Russia starts to pull out of Georgia 08/10/2008 - 17:20:46
Russian forces pulled back from positions inside Georgia today watched by European Union monitors and relieved locals.
Russian President Dmitry Medvedev said all troops would be out of areas around separatist South Ossetia and Abkhazia by midnight.
Dozens of armoured personnel carriers, military trucks and transport vehicles rolled north through the Russian-established buffer zone and entered South Ossetia.
Georgians, frightened by weeks of arson and looting blamed on Russia’s South Ossetian allies, lined the road to watch.
Russia must withdraw from buffer zones abutting South Ossetia and Abkhazia by Friday under cease-fire agreements brokered by French President Nicolas Sarkozy.
Russia plans to keep nearly 4,000 troops in each of the separatist regions - plans the US, European Union and Nato say violate a cease-fire commitment to withdraw to pre-conflict positions.
Near the village of Karaleti outside South Ossetia today, Russian troops dismantled a camp and a roadblock separating the buffer zone from Georgian-controlled territory, leaving nothing but a broken tractor.

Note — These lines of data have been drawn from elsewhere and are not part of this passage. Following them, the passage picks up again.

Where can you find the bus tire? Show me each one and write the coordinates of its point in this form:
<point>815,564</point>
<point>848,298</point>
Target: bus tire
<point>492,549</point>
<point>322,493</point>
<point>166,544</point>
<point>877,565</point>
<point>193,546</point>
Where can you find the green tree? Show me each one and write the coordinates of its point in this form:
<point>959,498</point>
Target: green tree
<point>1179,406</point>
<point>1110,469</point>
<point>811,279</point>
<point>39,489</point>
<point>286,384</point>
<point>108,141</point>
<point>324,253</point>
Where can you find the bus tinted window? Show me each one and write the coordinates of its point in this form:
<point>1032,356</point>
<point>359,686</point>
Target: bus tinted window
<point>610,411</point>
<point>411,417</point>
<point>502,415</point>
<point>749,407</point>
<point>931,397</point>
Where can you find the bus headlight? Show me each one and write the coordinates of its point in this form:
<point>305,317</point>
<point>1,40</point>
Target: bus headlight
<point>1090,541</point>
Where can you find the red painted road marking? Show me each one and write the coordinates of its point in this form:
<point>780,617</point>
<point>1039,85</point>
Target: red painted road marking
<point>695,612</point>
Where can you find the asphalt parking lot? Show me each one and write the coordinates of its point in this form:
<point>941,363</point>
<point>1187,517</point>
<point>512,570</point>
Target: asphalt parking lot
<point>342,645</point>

Two bulldozers levelled the ground and Russian soldiers swept for mines before leaving.
Two armoured personnel carriers headed toward South Ossetia shortly after the chief of Russian peacekeeping troops in the region said the withdrawal from six Russian posts at the edge of the buffer zone would be finished by day’s end.
As they moved north they were joined by dozens of other Russian military vehicles, forming a loose column that crossed into South Ossetia about an hour later. The vehicles were accompanied as far as the border by two blue light-armoured vehicles from the EU mission monitoring the pullout.
The governor of the Georgian region where Karaleti is located, Vladimir Vardezelashvili, said Georgian police would move in as the Russians withdraw.
EU monitors have been patrolling the buffer zone since October 1 under the withdrawal agreement, a supplement to the initial cease-fire Mr Sarkozy negotiated on behalf of the EU in August.
The head of the mission, Hansjorg Haber, said he was satisfied with the Russian moves to withdraw.
“We always proceeded from the assumption that the process would be completed by Friday, and this is confirmation of that assumption,” he said.
The war erupted in August when Georgian forces attacked Tskhinvali, the capital of South Ossetia, which broke away in a war during the early 1990s.
Russian troops, tanks and warplanes repelled the attack and drove deep into Georgia in Russia’s first major military offensive beyond its borders since the 1991 Soviet collapse.
Russian forces occupied large portions of Georgia for weeks after the war and reinforced positions around the edges of South Ossetia and Abkhazia.